Posted by NCBRC - June 16, 2014

“[W]hen a private educational institution finances a deferred payment of its tuition and related fees owed by one of its students that did not involve a third party loan or an exchange of funds,” the debt is not excepted from discharge under section 523(a)(8). Institute of Imaginal Studies v. Christoff, No.13-10808, A.P. 13-3186 (Bankr. N.D. Cal. June 11, 2014). The debtor enrolled in the Institute of Imaginal Studies dba Meridian University and received two loans in the form of tuition credit for which she signed a promissory note incurring the obligation to repay the loans at a rate of $350/month, 9% interest. When she filed chapter 7 bankruptcy, Meridian filed an adversary proceeding seeking to have the debt found nondischargeable under section 523(a)(8) and moved for summary judgment. The bankruptcy court overruled its motion for summary judgment and granted judgment in favor of the debtor.

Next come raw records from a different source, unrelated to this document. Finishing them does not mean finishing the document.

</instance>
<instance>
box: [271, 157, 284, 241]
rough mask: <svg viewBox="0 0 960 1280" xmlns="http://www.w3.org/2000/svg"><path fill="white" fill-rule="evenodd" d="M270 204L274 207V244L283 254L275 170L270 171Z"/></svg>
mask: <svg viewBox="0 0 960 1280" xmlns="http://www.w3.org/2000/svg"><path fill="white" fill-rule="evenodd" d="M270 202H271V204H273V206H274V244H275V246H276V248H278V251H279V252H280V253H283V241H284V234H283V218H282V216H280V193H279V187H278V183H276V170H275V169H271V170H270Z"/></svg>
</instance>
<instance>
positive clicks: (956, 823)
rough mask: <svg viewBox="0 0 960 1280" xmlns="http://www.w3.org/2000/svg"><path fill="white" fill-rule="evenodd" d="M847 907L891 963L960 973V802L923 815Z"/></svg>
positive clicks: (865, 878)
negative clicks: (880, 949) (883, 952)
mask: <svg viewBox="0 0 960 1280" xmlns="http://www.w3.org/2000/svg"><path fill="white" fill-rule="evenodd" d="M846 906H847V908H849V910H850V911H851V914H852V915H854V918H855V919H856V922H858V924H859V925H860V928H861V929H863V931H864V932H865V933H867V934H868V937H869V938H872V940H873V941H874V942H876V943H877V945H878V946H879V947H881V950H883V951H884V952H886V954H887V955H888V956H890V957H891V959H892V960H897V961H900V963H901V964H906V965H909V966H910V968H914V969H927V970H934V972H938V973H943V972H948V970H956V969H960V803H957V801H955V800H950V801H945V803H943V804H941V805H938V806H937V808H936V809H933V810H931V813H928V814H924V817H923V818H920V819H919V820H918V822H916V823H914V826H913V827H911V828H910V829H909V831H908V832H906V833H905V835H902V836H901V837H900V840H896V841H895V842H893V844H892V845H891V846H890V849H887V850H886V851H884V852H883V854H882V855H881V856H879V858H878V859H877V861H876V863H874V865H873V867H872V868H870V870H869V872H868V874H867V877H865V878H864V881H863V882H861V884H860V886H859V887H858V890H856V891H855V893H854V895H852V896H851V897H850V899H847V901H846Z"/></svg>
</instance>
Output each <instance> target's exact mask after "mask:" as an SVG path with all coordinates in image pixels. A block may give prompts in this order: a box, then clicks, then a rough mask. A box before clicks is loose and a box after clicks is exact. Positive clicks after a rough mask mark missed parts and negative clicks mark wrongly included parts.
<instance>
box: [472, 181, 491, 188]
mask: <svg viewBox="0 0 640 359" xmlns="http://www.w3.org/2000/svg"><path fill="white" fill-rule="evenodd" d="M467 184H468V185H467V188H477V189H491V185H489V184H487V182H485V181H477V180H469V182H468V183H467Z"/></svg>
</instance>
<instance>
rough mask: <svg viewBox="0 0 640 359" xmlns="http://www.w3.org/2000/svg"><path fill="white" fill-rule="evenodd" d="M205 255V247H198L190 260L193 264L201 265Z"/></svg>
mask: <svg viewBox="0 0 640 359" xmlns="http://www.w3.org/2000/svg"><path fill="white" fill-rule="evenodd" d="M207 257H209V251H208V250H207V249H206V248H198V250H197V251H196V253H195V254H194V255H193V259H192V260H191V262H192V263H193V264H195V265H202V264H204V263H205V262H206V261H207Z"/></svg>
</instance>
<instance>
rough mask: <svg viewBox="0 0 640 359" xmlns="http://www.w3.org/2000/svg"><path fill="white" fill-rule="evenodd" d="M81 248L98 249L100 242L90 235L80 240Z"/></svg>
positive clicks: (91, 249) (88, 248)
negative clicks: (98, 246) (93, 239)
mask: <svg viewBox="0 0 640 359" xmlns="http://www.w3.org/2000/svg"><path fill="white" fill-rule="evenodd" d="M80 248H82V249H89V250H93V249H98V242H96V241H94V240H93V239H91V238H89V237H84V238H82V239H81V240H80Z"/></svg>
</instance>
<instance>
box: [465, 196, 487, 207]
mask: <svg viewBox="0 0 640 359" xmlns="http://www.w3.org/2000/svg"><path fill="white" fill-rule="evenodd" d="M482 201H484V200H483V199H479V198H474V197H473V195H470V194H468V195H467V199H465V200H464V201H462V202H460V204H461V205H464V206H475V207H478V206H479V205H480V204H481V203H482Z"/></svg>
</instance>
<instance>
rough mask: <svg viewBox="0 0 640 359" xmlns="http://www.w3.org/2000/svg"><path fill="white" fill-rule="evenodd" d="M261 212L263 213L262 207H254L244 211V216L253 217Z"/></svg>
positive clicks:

Noting the tension between a debtor’s fresh start and Congress’s “seemingly endless” desire to except more student loans from discharge, the court turned to the statutory text. Section 523(a)(8) lists three student loans that are nondischargeable: (A)(i) an educational benefit or loan through a governmental unit; (A)(ii) “an obligation to repay funds received as an educational benefit”; and (B) an educational loan that satisfies the definition set forth in section 221(d)(1) of the Internal Revenue Code. It was undisputed that the loan at issue here, if nondischargeable at all, would be excepted from discharge under subparagraph (A)(ii). The court therefore focused its attention on whether the transaction gave rise to “an obligation to repay funds received.” Because there was no third party lender, the court rejected Meridian’s argument that it received the funds. Instead, the court found that, “[b]ecause Debtor’s obligations under applicable documents were to pay the amount under the Promissory Notes . . . but did not flow from ‘funds received’ either by her as the student or by Meridian from any other source, the debt is not covered by this section and is therefore eligible for discharge in Debtor’s discharge.”

The court explained that its finding was based on the BAPCPA amendments to section 523(a)(8). Prior to BAPCPA, the Code did not differentiate between “loans” and “funds received.” BAPCPA, however, “delinked” “funds received” from the phrases “educational benefit or loan” in subparagraph (A)(i) and “any other educational loan” in subparagraph (B).

Cases finding otherwise were typically based on pre-BAPCPA law and focused on whether the loan fit the definition of “educational loan.” See, e.g., McKay v. Ingleson, 558 F.3d 888 (9th Cir. 2009). The court found only one case that was on point. In re Oliver, 499 B.R. 617 (Bankr. S.D. Ind. 2013) (finding that in order for a debtor to incur an obligation to repay funds received, she (or the institution) had to receive funds).